Diagnostic performance of a deep learning-based method in differentiating malignant from benign subcentimeter (≤10 mm) solid pulmonary nodules

J Thorac Dis. 2023 Oct 31;15(10):5475-5484. doi: 10.21037/jtd-23-985. Epub 2023 Sep 19.

Abstract

Background: This study assessed the diagnostic performance of a deep learning (DL)-based model for differentiating malignant subcentimeter (≤10 mm) solid pulmonary nodules (SSPNs) from benign ones in computed tomography (CT) images compared against radiologists with 10 and 15 years of experience in thoracic imaging (medium-senior seniority).

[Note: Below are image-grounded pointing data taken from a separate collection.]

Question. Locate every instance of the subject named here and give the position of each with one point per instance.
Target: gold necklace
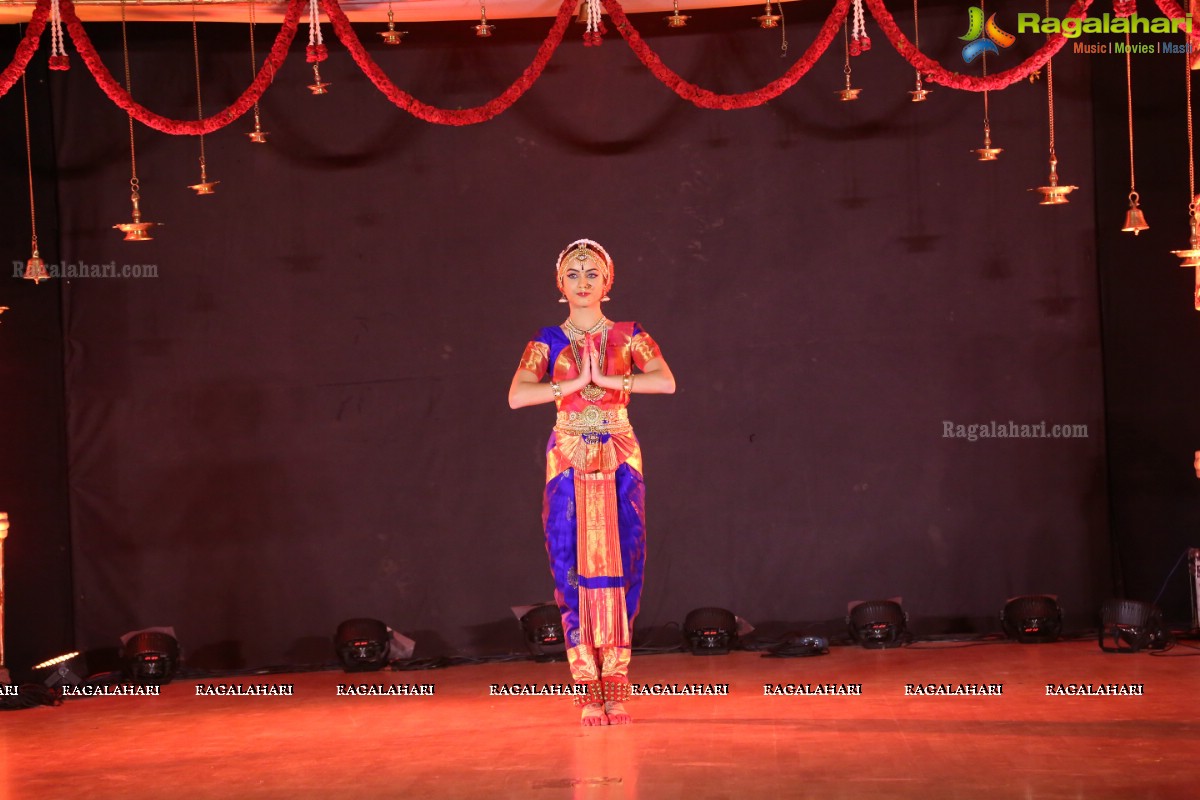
(571, 328)
(591, 392)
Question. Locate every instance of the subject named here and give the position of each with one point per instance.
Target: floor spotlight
(361, 644)
(61, 671)
(1131, 626)
(1032, 619)
(711, 631)
(150, 656)
(879, 624)
(543, 626)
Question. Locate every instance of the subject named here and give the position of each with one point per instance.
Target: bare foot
(593, 715)
(616, 713)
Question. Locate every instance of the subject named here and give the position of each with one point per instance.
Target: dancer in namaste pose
(594, 503)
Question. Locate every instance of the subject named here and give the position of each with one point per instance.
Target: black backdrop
(301, 417)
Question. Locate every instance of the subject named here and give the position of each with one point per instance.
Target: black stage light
(543, 626)
(879, 624)
(711, 631)
(361, 644)
(150, 656)
(1032, 619)
(1131, 626)
(63, 669)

Methods: Overall, 200 SSPNs (100 benign and 100 malignant) were retrospectively collected. Malignancy was confirmed by pathology, and benignity was confirmed by follow-up or pathology. CT images were fed into the DL model to obtain the probability of malignancy (range, 0-100%) for each nodule. According to the diagnostic results, enrolled nodules were classified into benign, malignant, or indeterminate. The accuracy and diagnostic composition of the model were compared with those of the radiologists using the McNemar-Bowker test. Enrolled nodules were divided into 3-6-, 6-8-, and 8-10-mm subgroups. For each subgroup, the diagnostic results of the model were compared with those of the radiologists.

Results: The accuracy of the DL model, in differentiating malignant and benign SSPNs, was significantly higher than that of the radiologists (71.5% vs. 38.5%, P<0.001). The DL model reported more benign or malignant deterministic results and fewer indeterminate results. In subgroup analysis of nodule size, the DL model also yielded higher performance in comparison with that of the radiologists, providing fewer indeterminate results. The accuracy of the two methods in the 3-6-, 6-8-, and 8-10-mm subgroups was 75.5% vs. 28.3% (P<0.001), 62.0% vs. 28.2% (P<0.001), and 77.6% vs. 55.3% (P=0.001), respectively, and the indeterminate results were 3.8% vs. 66.0%, 8.5% vs. 66.2%, and 2.6% vs. 35.5% (all P<0.001), respectively.

Conclusions: The DL-based method yielded higher performance in comparison with that of the radiologists in differentiating malignant and benign SSPNs. This DL model may reduce uncertainty in diagnosis and improve diagnostic accuracy, especially for SSPNs smaller than 8 mm.

Keywords: Computed tomography (CT); artificial intelligence (AI); deep learning (DL); differential diagnosis; solitary pulmonary nodule.